Капитан меняет курс, мы подходим ближе. Действительно, плавает нерпа кверху желтым брюхом. Подстрелена она, наверное, давно, потому что шерсть с нее облезла и дух тяжелый… Я очень хотела увидеть этих занятных обитателей Байкала, переселившихся из Северного океана. Повезло? Наполовину только. Но увидеть летом живую нерпу, да еще на катере, почти невозможно. Высунет голову, глотнет воздуха — и опять под воду.
— Поехали!.. — морщится Константин Константиныч.
Мы разворачиваемся и уходим.
— Жира в ней много… Если срезать сверху испорченный, то там он хороший… Можно сапоги мазать.
В голосе капитана крестьянское сожаление.
Выстрел. Еще выстрел. Мы все выбегаем на нос. Два подстреленных крохаля трепыхаются на воде, за третьим гонится наш катер. У крохалей еще не отросли маховые перья, они не могут летать — и вот маленький крохаль, вытянув шею и судорожно взмахивая крыльями, удирает от большого катера. Как на машине за сайгаками… Выстрел. Глаза капитана деловиты и озабоченны.
Три крохаля лежат на палубе, один все еще вздрагивает, живой черный глаз тоскливо глядит в небо. Борис Филиппыч берет его за ноги и ударяет головой о палубу.
— Чтоб не мучился, — объясняет он, отвернувшись, и добавляет через паузу: — После одного случая не могу я их стрелять…
Он спускается в кубрик, играть в домино с матросами. Из кубрика валит сигаретный дым, от хохота забивших «козла» и стука фишек содрогается палуба. Я говорю Борису Филиппычу, что не могу себе представить Верещагина играющим в домино.
— Верещагин! — сердится Борис Филиппыч. — Подумаешь! Написал двести восемьдесят пять работ, из которых три четверти, если не все, устарели. Жил аскетом и умер за столом. Пока молодой, надо жить!
Надо жить, я согласна. Надо жить, пока молодой… Что это значит — жить?
— Что? — Борис Филиппыч смеется, распахивает свои огромные руки. — Жить!..

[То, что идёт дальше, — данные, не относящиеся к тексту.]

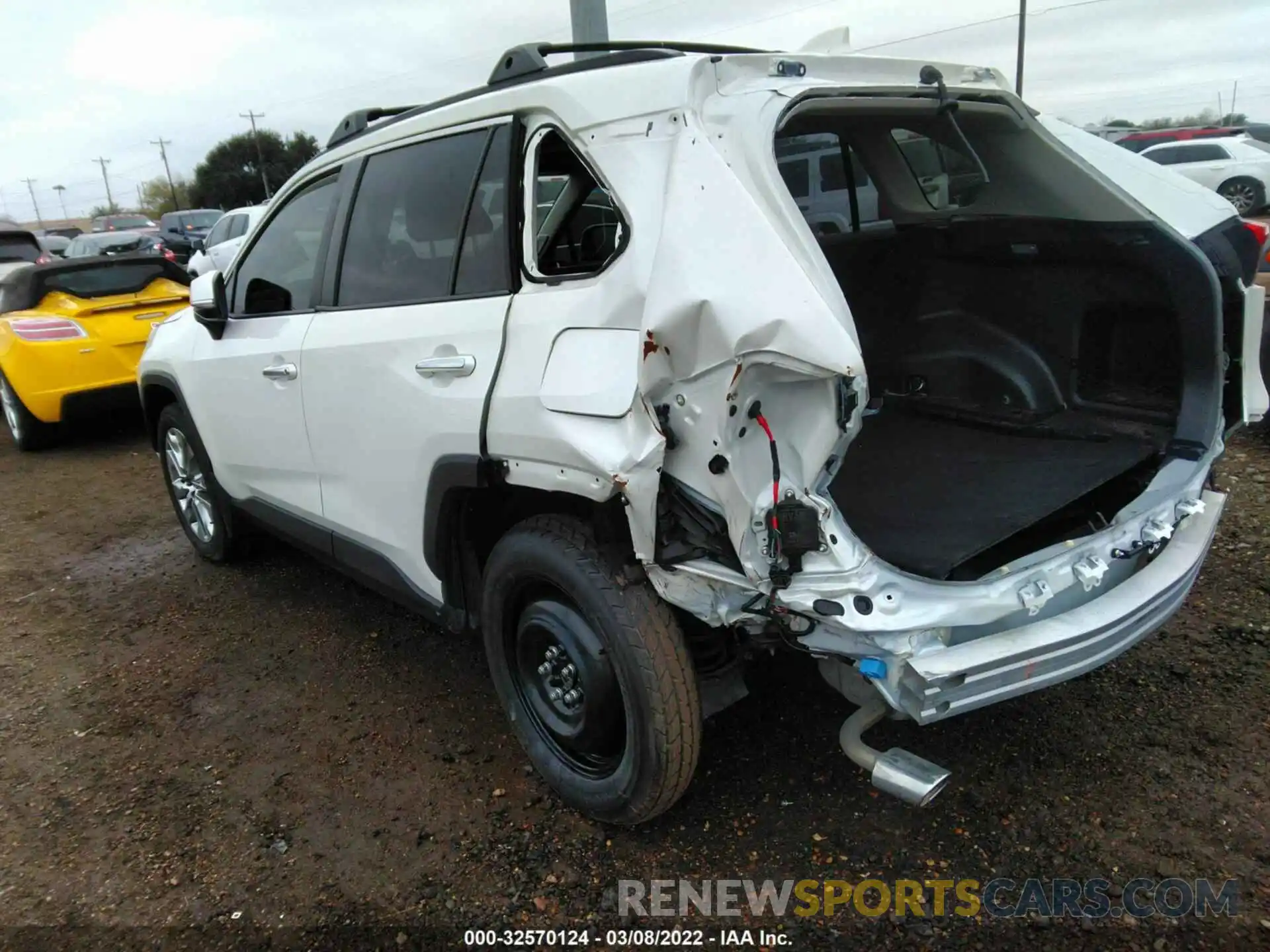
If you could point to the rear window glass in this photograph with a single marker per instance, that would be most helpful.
(198, 220)
(947, 175)
(130, 221)
(816, 171)
(1205, 153)
(101, 282)
(18, 248)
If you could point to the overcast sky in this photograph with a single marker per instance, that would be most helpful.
(87, 79)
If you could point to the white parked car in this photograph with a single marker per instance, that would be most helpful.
(1238, 169)
(224, 240)
(560, 360)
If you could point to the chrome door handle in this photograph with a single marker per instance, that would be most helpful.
(281, 371)
(456, 366)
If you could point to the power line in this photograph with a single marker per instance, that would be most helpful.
(32, 190)
(259, 153)
(978, 23)
(161, 143)
(103, 163)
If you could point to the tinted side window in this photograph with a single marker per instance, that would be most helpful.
(407, 216)
(219, 233)
(798, 177)
(277, 273)
(483, 263)
(1165, 157)
(18, 248)
(1203, 154)
(947, 175)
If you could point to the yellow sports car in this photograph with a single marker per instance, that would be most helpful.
(71, 334)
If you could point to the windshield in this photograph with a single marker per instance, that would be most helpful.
(200, 220)
(18, 248)
(102, 282)
(116, 244)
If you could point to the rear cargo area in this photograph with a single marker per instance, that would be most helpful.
(1025, 380)
(1037, 346)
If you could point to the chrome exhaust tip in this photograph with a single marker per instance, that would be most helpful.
(912, 778)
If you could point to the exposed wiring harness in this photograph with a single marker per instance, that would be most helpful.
(774, 530)
(765, 607)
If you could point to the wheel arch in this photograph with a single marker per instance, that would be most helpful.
(158, 390)
(1251, 180)
(469, 507)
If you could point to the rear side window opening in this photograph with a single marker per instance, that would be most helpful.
(575, 226)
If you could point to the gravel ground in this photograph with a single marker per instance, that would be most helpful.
(267, 756)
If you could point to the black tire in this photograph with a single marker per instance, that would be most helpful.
(28, 432)
(550, 571)
(208, 520)
(1241, 190)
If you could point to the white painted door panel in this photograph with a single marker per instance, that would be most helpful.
(253, 424)
(1256, 401)
(378, 424)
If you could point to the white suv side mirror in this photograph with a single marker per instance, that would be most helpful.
(210, 302)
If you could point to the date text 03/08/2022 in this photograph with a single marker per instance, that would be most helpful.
(626, 938)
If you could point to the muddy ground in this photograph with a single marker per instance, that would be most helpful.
(232, 757)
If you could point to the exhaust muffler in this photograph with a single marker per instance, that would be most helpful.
(912, 778)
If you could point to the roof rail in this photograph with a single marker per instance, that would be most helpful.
(531, 58)
(524, 63)
(356, 122)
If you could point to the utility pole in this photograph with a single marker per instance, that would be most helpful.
(32, 190)
(589, 23)
(259, 153)
(1023, 36)
(110, 200)
(161, 143)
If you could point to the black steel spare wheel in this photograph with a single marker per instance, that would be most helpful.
(592, 669)
(570, 688)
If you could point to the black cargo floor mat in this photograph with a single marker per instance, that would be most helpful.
(929, 494)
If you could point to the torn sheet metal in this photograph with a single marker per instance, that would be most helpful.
(733, 317)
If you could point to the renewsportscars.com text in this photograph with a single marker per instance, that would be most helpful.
(1141, 898)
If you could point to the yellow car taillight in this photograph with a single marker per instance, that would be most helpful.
(46, 329)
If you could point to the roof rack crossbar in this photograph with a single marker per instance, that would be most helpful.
(356, 122)
(531, 58)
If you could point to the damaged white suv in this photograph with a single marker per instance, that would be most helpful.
(650, 361)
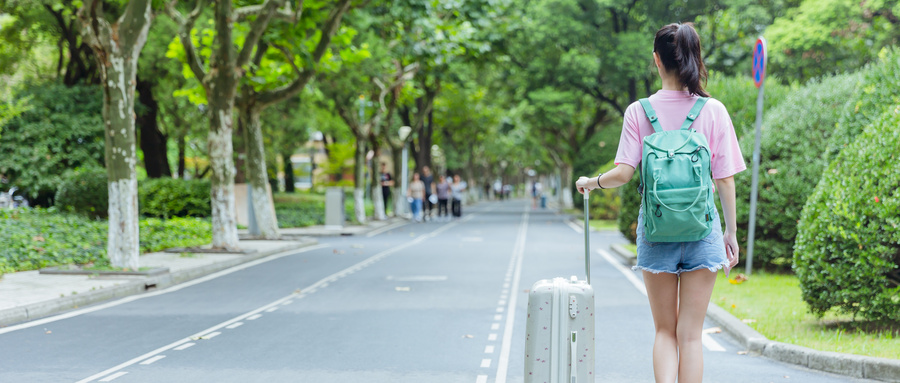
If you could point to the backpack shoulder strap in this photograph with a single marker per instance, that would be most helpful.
(651, 114)
(694, 112)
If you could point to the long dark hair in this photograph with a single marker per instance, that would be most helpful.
(678, 46)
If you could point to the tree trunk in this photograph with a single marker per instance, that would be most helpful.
(153, 142)
(289, 172)
(224, 223)
(397, 158)
(567, 183)
(117, 48)
(359, 187)
(375, 180)
(182, 150)
(258, 176)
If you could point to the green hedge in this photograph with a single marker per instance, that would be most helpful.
(849, 234)
(792, 159)
(84, 192)
(37, 238)
(170, 197)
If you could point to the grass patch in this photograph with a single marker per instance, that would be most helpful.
(604, 224)
(774, 307)
(38, 238)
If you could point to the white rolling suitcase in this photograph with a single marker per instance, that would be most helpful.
(559, 344)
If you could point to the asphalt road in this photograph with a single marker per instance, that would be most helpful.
(431, 302)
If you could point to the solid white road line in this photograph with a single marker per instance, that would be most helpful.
(506, 345)
(132, 298)
(113, 376)
(269, 307)
(153, 359)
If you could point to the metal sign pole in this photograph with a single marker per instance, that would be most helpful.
(759, 75)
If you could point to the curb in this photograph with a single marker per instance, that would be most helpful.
(857, 366)
(55, 306)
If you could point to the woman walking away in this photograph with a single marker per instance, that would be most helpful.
(456, 191)
(443, 193)
(416, 192)
(679, 256)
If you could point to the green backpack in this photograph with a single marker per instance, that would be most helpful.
(677, 198)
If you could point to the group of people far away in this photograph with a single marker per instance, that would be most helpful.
(423, 193)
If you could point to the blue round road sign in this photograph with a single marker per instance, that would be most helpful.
(759, 62)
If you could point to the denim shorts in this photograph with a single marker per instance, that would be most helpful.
(679, 257)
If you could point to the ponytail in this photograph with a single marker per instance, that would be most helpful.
(678, 46)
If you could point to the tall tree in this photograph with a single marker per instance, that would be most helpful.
(255, 97)
(219, 76)
(117, 47)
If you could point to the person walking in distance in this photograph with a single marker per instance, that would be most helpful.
(679, 276)
(443, 194)
(428, 180)
(416, 193)
(456, 192)
(387, 182)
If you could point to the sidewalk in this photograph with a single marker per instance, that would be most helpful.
(857, 366)
(29, 295)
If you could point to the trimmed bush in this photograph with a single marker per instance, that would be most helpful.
(84, 192)
(62, 130)
(791, 162)
(169, 197)
(848, 237)
(37, 238)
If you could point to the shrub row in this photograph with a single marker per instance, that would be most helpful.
(848, 238)
(37, 238)
(85, 192)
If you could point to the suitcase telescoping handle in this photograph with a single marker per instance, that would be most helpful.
(587, 236)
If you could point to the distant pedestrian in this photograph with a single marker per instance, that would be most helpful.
(443, 194)
(416, 193)
(456, 192)
(387, 182)
(536, 191)
(680, 276)
(428, 180)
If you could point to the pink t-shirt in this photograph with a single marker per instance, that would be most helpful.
(671, 107)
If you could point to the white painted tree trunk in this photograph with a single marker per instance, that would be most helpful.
(257, 175)
(224, 223)
(117, 48)
(359, 204)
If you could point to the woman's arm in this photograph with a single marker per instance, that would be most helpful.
(725, 188)
(619, 176)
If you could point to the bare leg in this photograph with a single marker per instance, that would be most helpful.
(662, 290)
(696, 288)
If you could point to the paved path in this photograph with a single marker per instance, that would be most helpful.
(433, 302)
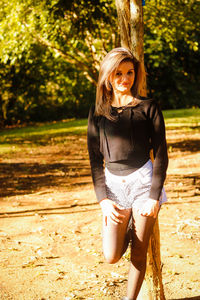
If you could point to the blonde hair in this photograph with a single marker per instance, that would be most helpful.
(104, 88)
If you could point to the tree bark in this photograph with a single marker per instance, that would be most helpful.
(130, 16)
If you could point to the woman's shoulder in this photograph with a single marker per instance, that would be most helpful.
(146, 102)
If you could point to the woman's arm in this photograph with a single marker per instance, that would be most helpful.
(96, 157)
(158, 139)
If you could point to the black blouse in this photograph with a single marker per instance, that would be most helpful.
(125, 143)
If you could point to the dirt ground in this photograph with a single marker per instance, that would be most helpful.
(50, 224)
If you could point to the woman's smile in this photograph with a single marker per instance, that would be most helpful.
(123, 78)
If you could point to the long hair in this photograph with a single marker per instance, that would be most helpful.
(104, 90)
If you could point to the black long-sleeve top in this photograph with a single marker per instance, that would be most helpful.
(125, 143)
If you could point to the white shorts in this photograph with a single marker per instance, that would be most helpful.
(132, 191)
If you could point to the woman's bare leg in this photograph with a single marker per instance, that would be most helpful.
(114, 237)
(142, 229)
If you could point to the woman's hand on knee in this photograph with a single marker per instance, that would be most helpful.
(111, 210)
(150, 208)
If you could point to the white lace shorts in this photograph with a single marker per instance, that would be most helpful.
(132, 191)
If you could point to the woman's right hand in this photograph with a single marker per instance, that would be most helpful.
(111, 210)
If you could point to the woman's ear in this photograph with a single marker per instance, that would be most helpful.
(108, 84)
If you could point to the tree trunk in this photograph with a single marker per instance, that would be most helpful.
(130, 16)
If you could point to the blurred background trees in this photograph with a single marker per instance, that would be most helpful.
(50, 53)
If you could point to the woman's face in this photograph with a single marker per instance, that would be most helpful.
(123, 77)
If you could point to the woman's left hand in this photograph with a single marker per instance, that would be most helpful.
(150, 208)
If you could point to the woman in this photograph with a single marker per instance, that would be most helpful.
(122, 129)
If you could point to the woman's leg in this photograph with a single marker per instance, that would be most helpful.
(115, 237)
(142, 229)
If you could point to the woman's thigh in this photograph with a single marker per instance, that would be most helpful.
(114, 237)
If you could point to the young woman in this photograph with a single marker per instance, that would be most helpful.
(122, 129)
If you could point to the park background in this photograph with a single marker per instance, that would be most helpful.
(50, 223)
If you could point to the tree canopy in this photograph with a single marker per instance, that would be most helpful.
(50, 53)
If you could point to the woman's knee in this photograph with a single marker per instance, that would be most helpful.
(138, 256)
(111, 258)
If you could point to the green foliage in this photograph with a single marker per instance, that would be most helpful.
(49, 57)
(171, 51)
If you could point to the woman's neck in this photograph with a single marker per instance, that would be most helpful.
(121, 100)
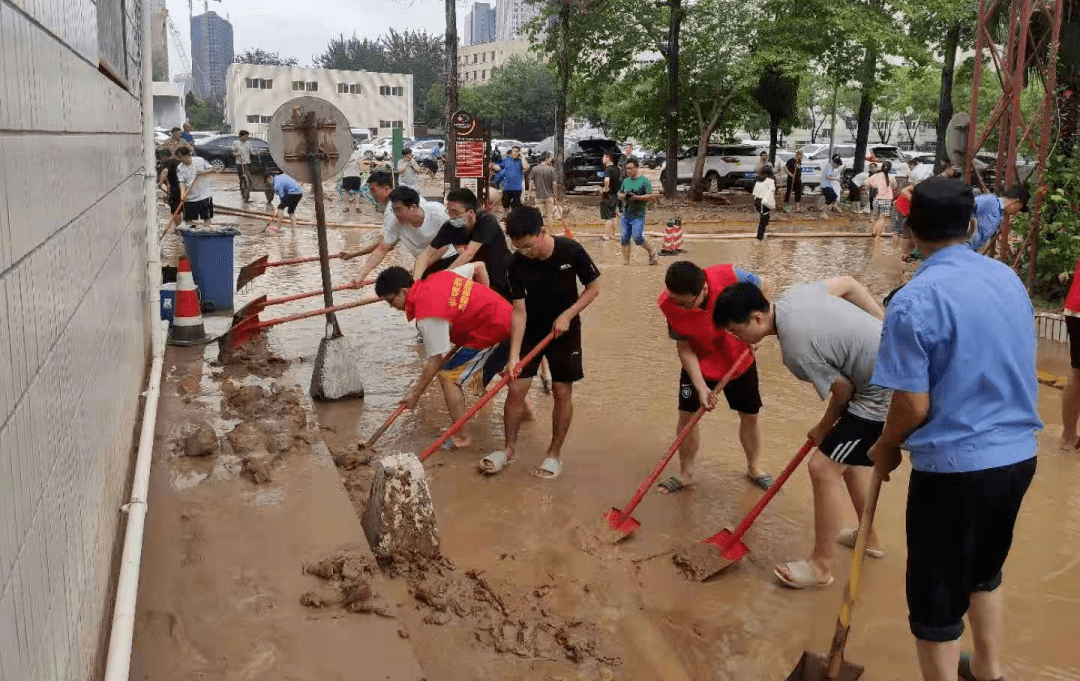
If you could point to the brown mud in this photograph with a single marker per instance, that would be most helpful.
(526, 586)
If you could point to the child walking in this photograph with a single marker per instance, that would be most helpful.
(765, 198)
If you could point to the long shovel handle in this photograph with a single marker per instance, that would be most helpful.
(487, 396)
(651, 479)
(769, 493)
(401, 408)
(312, 294)
(851, 594)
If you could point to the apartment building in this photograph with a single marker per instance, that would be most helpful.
(376, 101)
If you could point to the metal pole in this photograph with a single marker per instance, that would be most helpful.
(975, 83)
(1040, 168)
(315, 159)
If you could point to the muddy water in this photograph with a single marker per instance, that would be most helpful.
(740, 625)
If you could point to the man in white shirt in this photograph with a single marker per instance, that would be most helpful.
(414, 222)
(199, 204)
(242, 154)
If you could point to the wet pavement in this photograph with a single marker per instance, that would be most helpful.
(527, 531)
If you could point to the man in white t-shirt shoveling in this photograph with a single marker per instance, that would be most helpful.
(413, 222)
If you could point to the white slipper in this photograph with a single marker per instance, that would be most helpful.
(848, 538)
(802, 576)
(552, 466)
(498, 461)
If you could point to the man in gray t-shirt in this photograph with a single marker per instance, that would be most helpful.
(828, 335)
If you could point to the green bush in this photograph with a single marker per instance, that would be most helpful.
(1060, 235)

— Жить… А вы живете так, как вам хотелось бы?
Борис Филиппыч сникает:
— Нет.
— Почему?
Молчит.
Вот видите: и не «живет» и работает в четверть силы. В тридцать три года Верещагин написал уже около сорока работ. О чем он только не писал!.. О пресноводной фауне Памира, Кавказа и Центральной Африки, о жемчужном промысле в Карелии, о гидробиологических исследованиях Невы, о гидрохимии озера Имандра, о Байкале… Он побывал в Югославии, Австрии, Франции, Канаде, делал доклад на IV конгрессе лимнологов в Риме, за что получил медаль. Русское географическое общество присудило ему медаль имени Семенова-Тян-Шанского… Впрочем, когда читаешь, сколько Глеб Юрьевич получил премий за свои работы, кажется, что вся жизнь его с раннего возраста была сплошным получением разных премий и наград.